紹介しようかどうか迷ったんですが、好きな本なのでやっぱりあげときます。この本は正直小難しいです。理屈っぽいですしいわゆる人を選ぶ小説です。表面上のストーリーは離婚が傷になり回避傾向の強いプレイボーイの外科医が恋人を作り、その浮気に恋人が悩んでいたとことプラハの春という革命がおこり、生活の基盤をすべて失い別の国に亡命するという話なんですけど、最初に、ニーチェの永劫回帰とパルニメーデスの「軽さと重さはどっちがいいのか?」という形而上学上の問いが提示されるんですね。

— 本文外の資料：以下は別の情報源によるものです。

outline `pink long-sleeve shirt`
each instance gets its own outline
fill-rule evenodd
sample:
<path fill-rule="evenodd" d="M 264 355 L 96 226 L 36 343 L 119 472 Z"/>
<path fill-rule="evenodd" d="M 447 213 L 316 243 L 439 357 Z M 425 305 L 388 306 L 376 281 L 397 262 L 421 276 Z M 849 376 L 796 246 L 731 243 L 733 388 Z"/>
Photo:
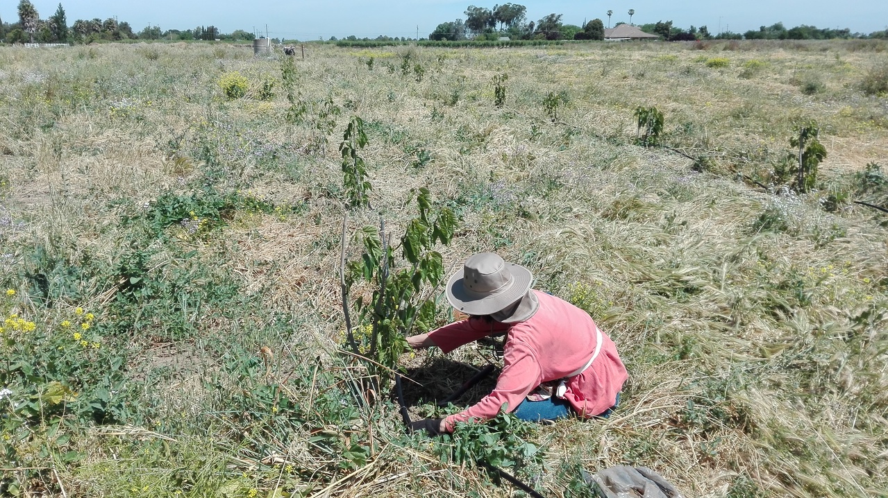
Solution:
<path fill-rule="evenodd" d="M 477 404 L 447 417 L 448 431 L 456 422 L 496 416 L 503 403 L 508 404 L 508 412 L 514 411 L 536 386 L 568 376 L 594 354 L 597 326 L 589 314 L 554 296 L 534 292 L 540 306 L 525 321 L 507 324 L 469 319 L 429 333 L 435 345 L 447 353 L 481 337 L 508 331 L 503 372 L 496 387 Z M 604 333 L 601 339 L 595 361 L 567 384 L 564 398 L 581 416 L 594 416 L 613 407 L 629 376 L 614 341 Z"/>

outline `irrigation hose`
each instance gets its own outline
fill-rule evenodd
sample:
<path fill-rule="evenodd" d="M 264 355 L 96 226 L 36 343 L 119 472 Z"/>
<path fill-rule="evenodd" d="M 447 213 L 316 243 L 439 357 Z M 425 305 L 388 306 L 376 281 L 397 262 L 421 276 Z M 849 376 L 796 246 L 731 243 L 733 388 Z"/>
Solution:
<path fill-rule="evenodd" d="M 488 376 L 490 374 L 491 371 L 493 371 L 493 365 L 488 365 L 488 368 L 485 368 L 480 372 L 475 374 L 475 375 L 473 377 L 472 377 L 471 379 L 469 379 L 468 382 L 466 382 L 464 384 L 463 384 L 463 387 L 460 388 L 460 390 L 458 390 L 456 391 L 456 393 L 459 393 L 458 396 L 454 396 L 454 394 L 451 394 L 448 398 L 448 399 L 456 399 L 456 398 L 458 398 L 459 396 L 462 396 L 462 393 L 460 392 L 460 391 L 462 391 L 462 392 L 465 392 L 472 385 L 478 383 L 481 379 L 483 379 L 484 377 Z M 483 375 L 481 375 L 482 373 L 484 374 Z M 472 383 L 472 381 L 474 381 L 474 383 Z M 468 386 L 468 387 L 466 387 L 466 386 Z M 400 416 L 404 420 L 404 425 L 405 426 L 409 426 L 409 424 L 410 424 L 410 415 L 409 415 L 409 413 L 408 413 L 407 403 L 405 403 L 405 401 L 404 401 L 404 391 L 401 388 L 400 375 L 399 374 L 395 374 L 395 375 L 394 375 L 394 387 L 395 387 L 395 391 L 396 391 L 396 394 L 397 394 L 397 398 L 398 398 L 398 405 L 400 407 Z M 456 393 L 455 393 L 455 394 L 456 394 Z M 480 467 L 484 467 L 488 470 L 489 470 L 491 472 L 494 472 L 495 474 L 496 474 L 497 476 L 499 476 L 501 478 L 503 478 L 503 479 L 509 481 L 510 483 L 511 483 L 512 486 L 514 486 L 515 487 L 517 487 L 517 488 L 520 489 L 521 491 L 527 493 L 527 494 L 533 496 L 534 498 L 544 498 L 542 494 L 540 494 L 539 493 L 537 493 L 536 490 L 535 490 L 534 488 L 530 487 L 527 484 L 521 482 L 520 480 L 518 479 L 518 478 L 516 478 L 515 476 L 512 476 L 509 472 L 506 472 L 503 469 L 500 469 L 499 467 L 496 467 L 494 465 L 491 465 L 491 464 L 488 463 L 487 462 L 482 462 L 480 460 L 477 461 L 476 463 Z"/>

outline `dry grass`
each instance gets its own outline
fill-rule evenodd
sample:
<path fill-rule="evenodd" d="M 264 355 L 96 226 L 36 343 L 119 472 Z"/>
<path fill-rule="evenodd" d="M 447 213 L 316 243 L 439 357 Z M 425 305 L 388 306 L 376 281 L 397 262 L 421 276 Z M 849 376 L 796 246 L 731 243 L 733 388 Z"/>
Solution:
<path fill-rule="evenodd" d="M 206 237 L 152 248 L 152 264 L 164 268 L 196 250 L 203 266 L 226 272 L 259 308 L 232 304 L 234 316 L 226 318 L 214 315 L 224 305 L 204 308 L 205 316 L 193 317 L 194 336 L 170 343 L 142 342 L 144 331 L 130 331 L 142 348 L 131 352 L 132 375 L 160 379 L 142 400 L 168 407 L 145 423 L 163 425 L 89 431 L 81 447 L 98 449 L 78 466 L 59 468 L 66 487 L 134 494 L 132 480 L 139 490 L 153 490 L 143 494 L 163 495 L 174 482 L 163 452 L 182 462 L 207 448 L 194 471 L 208 494 L 228 486 L 213 488 L 214 479 L 231 479 L 240 483 L 230 488 L 236 493 L 255 486 L 269 496 L 281 482 L 313 496 L 510 495 L 476 470 L 441 463 L 421 442 L 405 443 L 389 403 L 361 412 L 344 430 L 344 438 L 361 443 L 375 438 L 373 458 L 337 472 L 330 470 L 336 457 L 306 442 L 324 414 L 289 428 L 291 439 L 275 439 L 281 436 L 273 430 L 226 414 L 207 388 L 222 375 L 218 385 L 242 389 L 243 379 L 225 362 L 266 344 L 285 385 L 306 372 L 360 375 L 330 353 L 343 327 L 337 146 L 355 115 L 368 123 L 370 145 L 362 154 L 374 194 L 373 212 L 353 216 L 350 229 L 377 225 L 381 216 L 399 233 L 413 216 L 410 189 L 429 186 L 461 217 L 443 254 L 448 268 L 472 252 L 496 250 L 528 265 L 537 287 L 553 294 L 575 297 L 571 286 L 590 284 L 596 309 L 605 310 L 594 318 L 617 344 L 630 381 L 610 420 L 535 430 L 550 465 L 538 476 L 544 494 L 564 495 L 555 470 L 578 458 L 590 470 L 647 465 L 691 496 L 724 496 L 738 476 L 774 496 L 883 495 L 888 234 L 880 215 L 862 208 L 825 213 L 816 194 L 777 197 L 733 176 L 693 172 L 690 160 L 635 146 L 631 138 L 634 108 L 655 106 L 666 115 L 668 143 L 692 154 L 708 151 L 721 170 L 748 173 L 769 167 L 784 153 L 793 123 L 813 118 L 824 130 L 829 155 L 821 171 L 828 181 L 867 162 L 888 165 L 884 99 L 864 97 L 855 86 L 884 56 L 838 43 L 727 48 L 399 47 L 393 57 L 377 56 L 370 72 L 359 59 L 367 54 L 313 47 L 297 61 L 298 90 L 308 102 L 329 95 L 343 109 L 318 151 L 309 147 L 315 130 L 284 122 L 280 86 L 271 102 L 222 98 L 215 82 L 226 72 L 254 82 L 280 77 L 277 60 L 252 59 L 245 48 L 4 48 L 0 83 L 11 90 L 0 97 L 8 124 L 0 130 L 0 149 L 8 151 L 0 156 L 0 178 L 12 186 L 4 209 L 24 225 L 4 227 L 0 244 L 17 263 L 45 246 L 70 261 L 88 256 L 114 266 L 131 235 L 122 214 L 164 192 L 189 192 L 208 168 L 203 145 L 223 154 L 220 187 L 300 206 L 283 214 L 239 212 Z M 408 51 L 411 64 L 426 70 L 422 82 L 400 75 Z M 725 57 L 730 65 L 710 68 L 701 57 Z M 741 77 L 753 59 L 764 67 Z M 491 81 L 501 73 L 509 75 L 507 105 L 496 109 Z M 805 95 L 798 82 L 812 74 L 821 75 L 823 88 Z M 548 91 L 567 97 L 559 123 L 543 113 Z M 126 115 L 111 115 L 112 107 Z M 275 148 L 274 159 L 250 154 L 266 146 Z M 427 164 L 416 165 L 418 149 L 430 154 Z M 757 231 L 769 206 L 783 213 L 785 229 Z M 357 250 L 352 244 L 349 253 Z M 17 285 L 15 266 L 0 268 L 3 281 Z M 83 289 L 85 302 L 103 306 L 115 293 L 100 279 Z M 273 313 L 291 319 L 274 325 Z M 431 365 L 438 355 L 408 364 Z M 483 348 L 455 356 L 476 365 L 489 358 Z M 164 377 L 162 369 L 178 377 Z M 294 399 L 313 405 L 322 394 L 315 386 L 338 385 L 309 380 L 311 389 L 292 393 Z M 198 434 L 204 425 L 218 433 Z M 113 456 L 156 438 L 175 442 L 165 450 L 148 445 L 154 460 Z M 263 466 L 275 455 L 281 465 Z M 283 478 L 290 463 L 302 468 L 296 480 Z M 191 489 L 200 494 L 196 485 Z"/>

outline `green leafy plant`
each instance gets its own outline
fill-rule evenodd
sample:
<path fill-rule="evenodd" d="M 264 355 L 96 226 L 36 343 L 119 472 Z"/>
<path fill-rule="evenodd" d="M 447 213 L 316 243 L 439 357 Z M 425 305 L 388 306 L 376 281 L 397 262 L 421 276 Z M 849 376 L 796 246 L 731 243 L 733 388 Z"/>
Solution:
<path fill-rule="evenodd" d="M 638 128 L 635 142 L 641 146 L 654 146 L 660 142 L 663 131 L 663 114 L 656 107 L 638 107 L 635 109 Z"/>
<path fill-rule="evenodd" d="M 502 107 L 505 105 L 505 82 L 509 75 L 503 73 L 494 76 L 494 106 Z"/>
<path fill-rule="evenodd" d="M 860 88 L 867 95 L 888 94 L 888 63 L 882 63 L 869 69 L 860 80 Z"/>
<path fill-rule="evenodd" d="M 416 193 L 416 207 L 419 216 L 407 224 L 400 248 L 389 245 L 385 226 L 365 226 L 359 233 L 361 259 L 347 264 L 345 295 L 361 281 L 372 289 L 369 299 L 359 297 L 354 304 L 358 320 L 353 328 L 346 323 L 349 344 L 356 353 L 364 352 L 386 368 L 395 368 L 407 351 L 408 334 L 434 326 L 435 301 L 423 290 L 436 289 L 444 278 L 443 257 L 434 248 L 449 244 L 456 229 L 456 217 L 448 208 L 434 209 L 427 188 Z M 399 249 L 403 259 L 396 256 Z M 362 337 L 353 329 L 363 329 Z M 387 378 L 387 370 L 377 373 Z"/>
<path fill-rule="evenodd" d="M 364 121 L 354 116 L 345 127 L 342 143 L 339 144 L 339 152 L 342 154 L 343 186 L 348 197 L 348 203 L 353 208 L 368 207 L 370 203 L 370 191 L 373 190 L 373 186 L 367 179 L 364 158 L 359 154 L 367 144 Z"/>
<path fill-rule="evenodd" d="M 486 423 L 456 423 L 449 456 L 458 463 L 482 462 L 499 468 L 533 469 L 542 463 L 543 455 L 526 440 L 532 427 L 504 410 Z"/>
<path fill-rule="evenodd" d="M 552 123 L 558 121 L 558 108 L 567 102 L 567 98 L 563 93 L 550 91 L 546 94 L 543 99 L 543 108 Z"/>
<path fill-rule="evenodd" d="M 342 114 L 342 109 L 333 101 L 329 95 L 318 105 L 318 114 L 314 120 L 314 129 L 321 132 L 321 142 L 327 144 L 327 136 L 336 129 L 336 118 Z"/>
<path fill-rule="evenodd" d="M 247 81 L 247 77 L 238 71 L 223 75 L 219 78 L 218 83 L 222 88 L 222 93 L 225 93 L 225 96 L 229 100 L 240 99 L 247 94 L 249 82 Z"/>
<path fill-rule="evenodd" d="M 296 90 L 296 62 L 292 57 L 281 59 L 281 79 L 283 82 L 283 90 L 287 93 L 287 102 L 289 104 L 284 119 L 290 124 L 298 124 L 305 119 L 308 108 L 301 94 Z"/>
<path fill-rule="evenodd" d="M 274 99 L 274 80 L 266 77 L 259 86 L 259 100 Z"/>
<path fill-rule="evenodd" d="M 731 60 L 725 57 L 713 57 L 706 59 L 706 66 L 716 69 L 727 67 L 731 65 Z"/>
<path fill-rule="evenodd" d="M 22 468 L 0 473 L 0 494 L 12 496 L 41 478 L 47 463 L 85 456 L 71 444 L 76 426 L 134 419 L 123 373 L 126 353 L 106 344 L 101 320 L 81 307 L 59 309 L 52 318 L 26 310 L 14 290 L 0 296 L 0 458 L 5 467 Z"/>

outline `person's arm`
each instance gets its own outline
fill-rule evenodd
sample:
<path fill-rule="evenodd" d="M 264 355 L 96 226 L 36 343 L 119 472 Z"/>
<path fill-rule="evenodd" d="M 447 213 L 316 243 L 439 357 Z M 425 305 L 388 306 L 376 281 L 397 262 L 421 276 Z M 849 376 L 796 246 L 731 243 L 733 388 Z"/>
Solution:
<path fill-rule="evenodd" d="M 463 344 L 508 329 L 509 325 L 504 323 L 470 318 L 432 330 L 429 332 L 428 338 L 433 345 L 441 348 L 441 351 L 447 353 Z"/>
<path fill-rule="evenodd" d="M 438 345 L 432 339 L 429 338 L 428 334 L 419 334 L 418 336 L 410 336 L 409 337 L 407 338 L 407 344 L 410 344 L 410 347 L 413 349 L 424 349 Z"/>
<path fill-rule="evenodd" d="M 453 432 L 457 422 L 485 421 L 496 416 L 503 403 L 511 413 L 524 401 L 525 396 L 539 385 L 542 371 L 533 351 L 523 344 L 510 344 L 503 353 L 503 372 L 494 391 L 480 401 L 452 415 L 441 422 L 442 432 Z"/>

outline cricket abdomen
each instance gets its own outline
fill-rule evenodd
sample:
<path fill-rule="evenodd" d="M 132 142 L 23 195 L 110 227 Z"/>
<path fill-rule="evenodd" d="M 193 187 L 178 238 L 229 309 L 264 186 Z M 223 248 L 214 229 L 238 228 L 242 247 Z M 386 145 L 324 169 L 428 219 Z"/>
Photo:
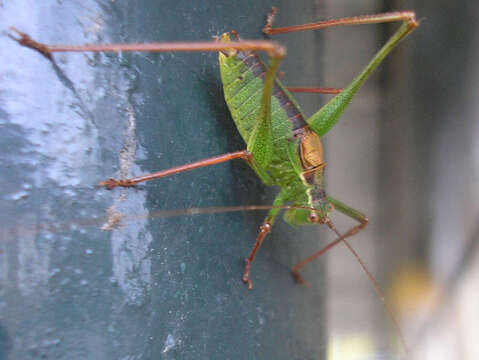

タイトルも男女四人とプラハの春みたいな軽い感じでなく「存在の耐えられない軽さ」ですよ。
結論からいうと、この本を紹介するのは読む前と読んだ後でみごとにものの見方がかわったからです。まさしく、最初にだされた命題”軽さと重さはどっちがいいの?”という問いに対して本当に深く深く考えることができるのですね。
主人公であるテレザとトマーシュは二人の関係性に悩み、それは人間の本能について悩み、そして国が変わっていくことに翻弄されつつ人生を激変させていきます。また、トマーシュの愛人であるサビナは軽さの象徴ですが彼女も様々な悩みにさらされます。
ここでいう軽さとは例えば自由や本能、葛藤の無い状態をさし、重さとは、不自由、規律、葛藤をさします。
この本は色々な見方ができる小説ですが、私には、変えられるもの、変えられるもの、運命と宿命、自己愛と他者愛、本能と理性など二律背反するものの間で揺れ動く男女の葛藤を深く深く掘り下げていくのですね。
ネタバレを含むので詳しくはかかないですが、ラストも私にとってはハッピーエンドですね。
ただ、映画版と小説版はラストが大分変わっています。映画版はわりとこの小説の本質の上澄みを綺麗にみせていますが、基本的には恋愛を主軸にとらえているのでちょっと小説とはずれがあるのですが仕方ないと思います。
小説を読む前は、人生なんて軽くて悩みなんてないほうがいいだろうと思っていましたが、この小説を読んだ後は、もともと我々の存在なんて拭けば飛ぶような存在であって、軽ければいいわけでなくその悩みや葛藤こそが、我々の存在を地上につなぎ止める重力のようなものだと気付かされます。軽すぎるということは死んでいるのと同じことなんだなと。
よく外来でいうのは「鳥と土竜どっちの人生のほうがいい」とうい質問をします。これは、悩みがなければいいのかという命題を深く考えて欲しいからでもあります。
この小説を思うといろいろな悩みも、私の存在をつなぎ止める重しなんだと思えれば少し楽になります。